Cette démarche « radicale » ne peut être comprise sans le support d’un texte savant. Celui de Charlotte Friling, que je cite depuis le début, est précieux… mais il démontre à quel point le sens des œuvres est ésotérique s’il n’est pas explicité. Comment deviner que le gesso renvoie à l’enfance de l’artiste et du travail de son père dans la rénovation ? Comment reconnaître la première couche de collages sans en avoir l’explication ? Ils ont pourtant un sens et même un sens fondamental : chaque tableau renferme, en son cœur, toute l’histoire de l’art. Cette construction en couches, dont la première est à peine visible, à peine reconnaissable, est presque une allégorie de l’esprit humain lui-même et son rapport à l’inconscient comme histoire affective de soi, résurgente quoique dissimulée sous un brouillard. Sébastien Bonin fait de l’histoire de l’art une histoire imaginaire collective. Ses séries donnent l’impression d’être pleines d’échos, de souvenirs fugaces d’un passé inaccessible…
Et c’est peut-être le grand paradoxe de l’exposition : déconstruire l’idée même de transmission, d’héritage historique, au point de rendre toute tradition artistique intransmissible. Il est difficile d’imaginer des novices, des enfants ou des adultes non formées à l’art, entrer dans un rapport d’éducation avec Documenti . Les initiées, quant à elles, pourront se triturer les méninges mais y trouveront-elles quelque chose de plus qu’une opération conceptuelle rondement menée ? L’art de Sébastien Bonin parce qu’il « se moque de la syntaxe comme de la sémantique » (nous dit Charlotte Friling), parce qu’il brise tous les codes, finit par être incomparable. Or, la comparaison, la connexion est le propre de l’histoire d’un art ; une peinture d’aujourd’hui contient toutes les peintures d’hier ; sans en être forcément le produit linéaire, elle est le résultat d’une dialectique entre son contexte présent et le passé.

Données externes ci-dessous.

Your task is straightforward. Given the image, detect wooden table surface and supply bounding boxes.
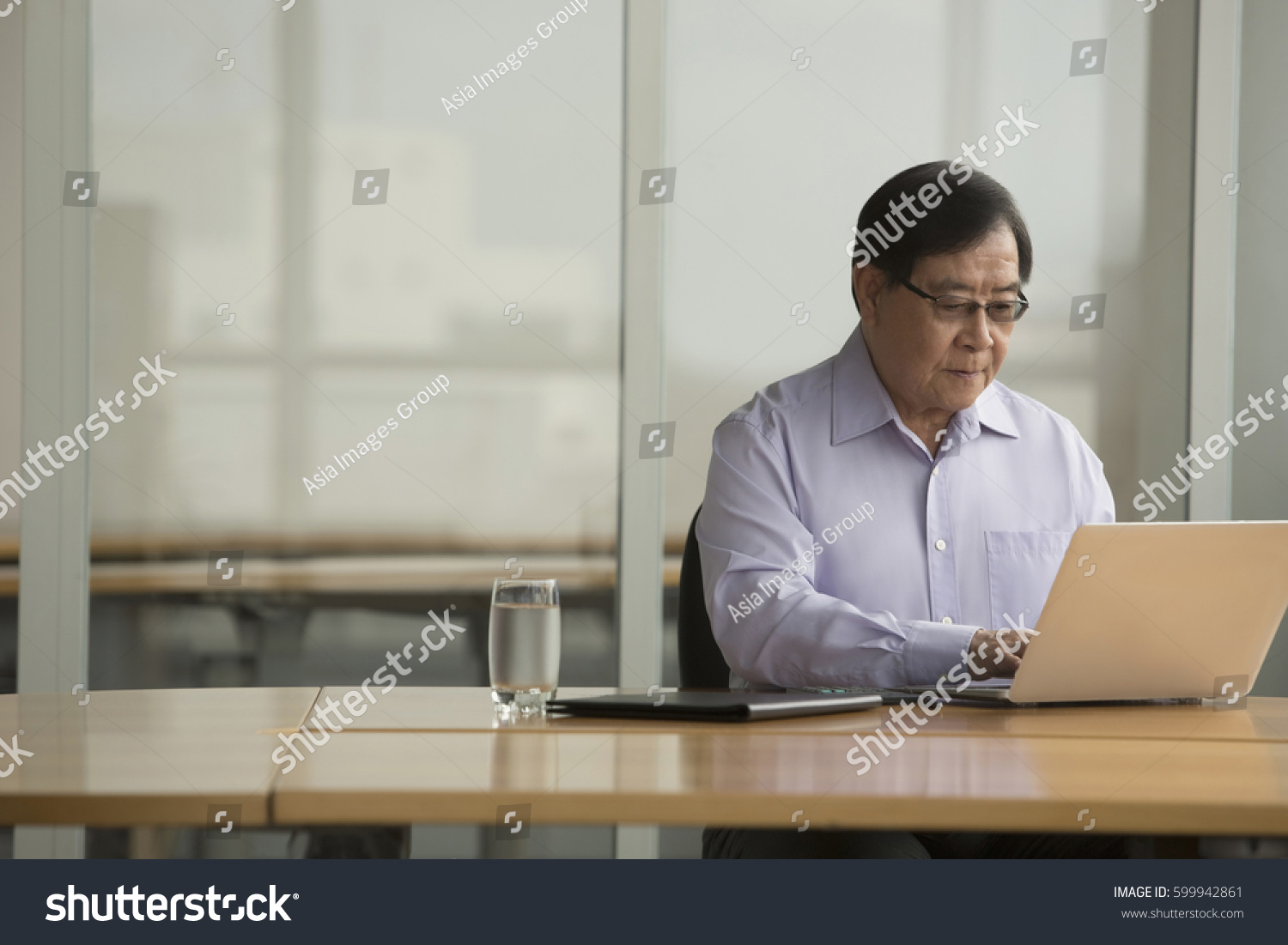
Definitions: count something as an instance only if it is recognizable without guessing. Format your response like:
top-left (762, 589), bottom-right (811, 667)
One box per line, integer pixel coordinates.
top-left (301, 687), bottom-right (1288, 742)
top-left (0, 555), bottom-right (680, 597)
top-left (0, 687), bottom-right (319, 827)
top-left (0, 687), bottom-right (1288, 836)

Ce qui touche, au final, dans le travail de Sébastien Bonin, c’est son empreinte personnelle, ce qui concerne le moins le magma de la modernité se repliant sur elle-même. Il évite l’écueil de trop de productions contemporaines dont l’abstraction atteint des niveaux absurdes. Ses peintures ne sont pas lisses, sa déconstruction ne prétend pas s’abstraire de sa subjectivité artistique ; étonnement, il demeure un artiste profondément attaché à la matière. Ses blancs, à eux seuls, ces blancs consistants et clairs, ne se suffisent-ils pas à eux-mêmes ? Un esprit malicieux pourrait dire que les collages et les dessins sont comme des ornements ou des habits ; un déguisement pour ce blanc des vitrines en travaux, ce blanc des bricolages enfantins, ce blanc sans page, toujours malléable, qui n’a pas forcément besoin de mots pour être original. On trouvera peut-être, dans Documenti , autre chose que les documents, plutôt l’âme d’un chercheur infatigable. Et c’est tant mieux.